The transformative value of collaboration between pharmaceutical companies developing drugs and devices and the people living with health challenges is widely recognized within the health care industry. Clinical trial teams and patient volunteers have expressed the benefits of serious interchange that includes sharing the patient experience. Widely accepted and supported in an increasing number of pharmaceutical companies such as Lilly, Sanofi and Novartis, the partnership embodied in the terms “patient engagement” and “patient centricity” has moved from a novel concept to one that is expected by clinical trial teams and patients as well as by health authorities.

Historically, clinical trial teams did not engage directly with patients. A 2014 Novartis internal patient engagement survey to gauge trial team involvement with patients returned many responses: “we can’t.” Now, just a few years later, trial teams and patients around the world are interacting frequently to partner toward solutions in drug development. At the same time, companies, patient advocates and organizations are working together on how to engage compliantly, effectively, ethically and respecting the patient perspective. Many stakeholders, new to this kind of interaction, are finding there can be unintended outcomes that may revolve around patient health information. Therefore, creating guardrails that protect patient information and minimize risk, while maximizing the benefit for all parties, is a critical consideration.

Providing the Context

Pharma companies and patient organizations have created diverse, imaginative ways of working together. Patient organizations globally, including advocacy groups and patient networks, such as the Parkinson’s Disease Foundation, the Lupus Foundation, the National Health Council and EUPATI have outlined best practices on how to integrate the patient voice into the drug development process. They have trained hundreds of patients, participants and caregivers on the clinical trial process so they are equipped to partner more easily with clinical teams and provide significant contributions.

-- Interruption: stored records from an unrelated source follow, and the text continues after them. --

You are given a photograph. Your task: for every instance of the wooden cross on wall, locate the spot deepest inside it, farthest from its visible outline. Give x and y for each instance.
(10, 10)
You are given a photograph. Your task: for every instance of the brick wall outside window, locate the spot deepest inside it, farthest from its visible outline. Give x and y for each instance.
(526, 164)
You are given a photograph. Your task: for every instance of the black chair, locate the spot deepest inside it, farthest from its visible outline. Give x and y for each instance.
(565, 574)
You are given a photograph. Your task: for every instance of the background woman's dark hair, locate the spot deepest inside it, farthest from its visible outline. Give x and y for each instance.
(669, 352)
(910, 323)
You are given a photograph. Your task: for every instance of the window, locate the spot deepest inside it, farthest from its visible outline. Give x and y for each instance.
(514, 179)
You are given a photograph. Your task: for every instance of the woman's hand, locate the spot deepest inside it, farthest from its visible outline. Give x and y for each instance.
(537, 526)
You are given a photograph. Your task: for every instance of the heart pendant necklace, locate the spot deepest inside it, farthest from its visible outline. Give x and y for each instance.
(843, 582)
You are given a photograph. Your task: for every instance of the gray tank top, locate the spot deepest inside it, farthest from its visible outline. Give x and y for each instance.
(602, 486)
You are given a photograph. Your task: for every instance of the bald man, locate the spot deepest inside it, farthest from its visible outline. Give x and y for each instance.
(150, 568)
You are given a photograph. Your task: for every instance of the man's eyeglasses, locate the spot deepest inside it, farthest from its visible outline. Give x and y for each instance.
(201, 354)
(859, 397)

Understanding the Challenges

As companies begin to develop “rules of the road” for interactions with patient volunteers, it is important to consider a range of potential challenges and solutions. In some areas of engagement it is easier to outline standard practice since there are logical continuations from current health authority guidelines. For instance:

1) Sponsors must ensure that the patient interaction is non-promotional when working on a trial design that uses an approved drug. This is often managed by not disclosing the medication’s name during the patient engagement interaction. Patients and families, on the other hand, are highly interested in the drug’s name so they can track its progress to approval. A delicate balance that needs to be navigated and appreciated.

2) Maintaining anonymity of clinical trial participants when conducting qualitative or quantitative feedback surveys during a trial to determine burden of the trial and trial satisfaction through use of electronic data collection tools. 

3) Ensuring that patient engagement activity facilitators and pharma attendees are trained on adverse event reporting is crucial to the timely reporting to the health authorities.

4) Data privacy laws outline protected patient data. What patient information may be collected and how the information is to be stored are clearly outlined in many countries. Laws vary between countries and regions, creating challenges for global teams. The EU-US Privacy Shield regulations also provide guidelines for proper data storage, access and transfer.

New patient information issues have arisen as partnerships and teams become more sophisticated and develop new expectations and applications for the information gained.

Engaging with patients and volunteers

Pharmaceutical companies may set up contracts and confidentiality agreements, collect information through a third party and/or use a “masked” methodology to collect patient and caregiver insights where the individual is not revealed. Explicit consent agreements can minimize risks in most instances. However, as companies and patients develop deeper, sustained relationships and patients participate in video interviews, steering committees, campus events, and health authority meetings, the patient identifying information is disclosed to a wider audience.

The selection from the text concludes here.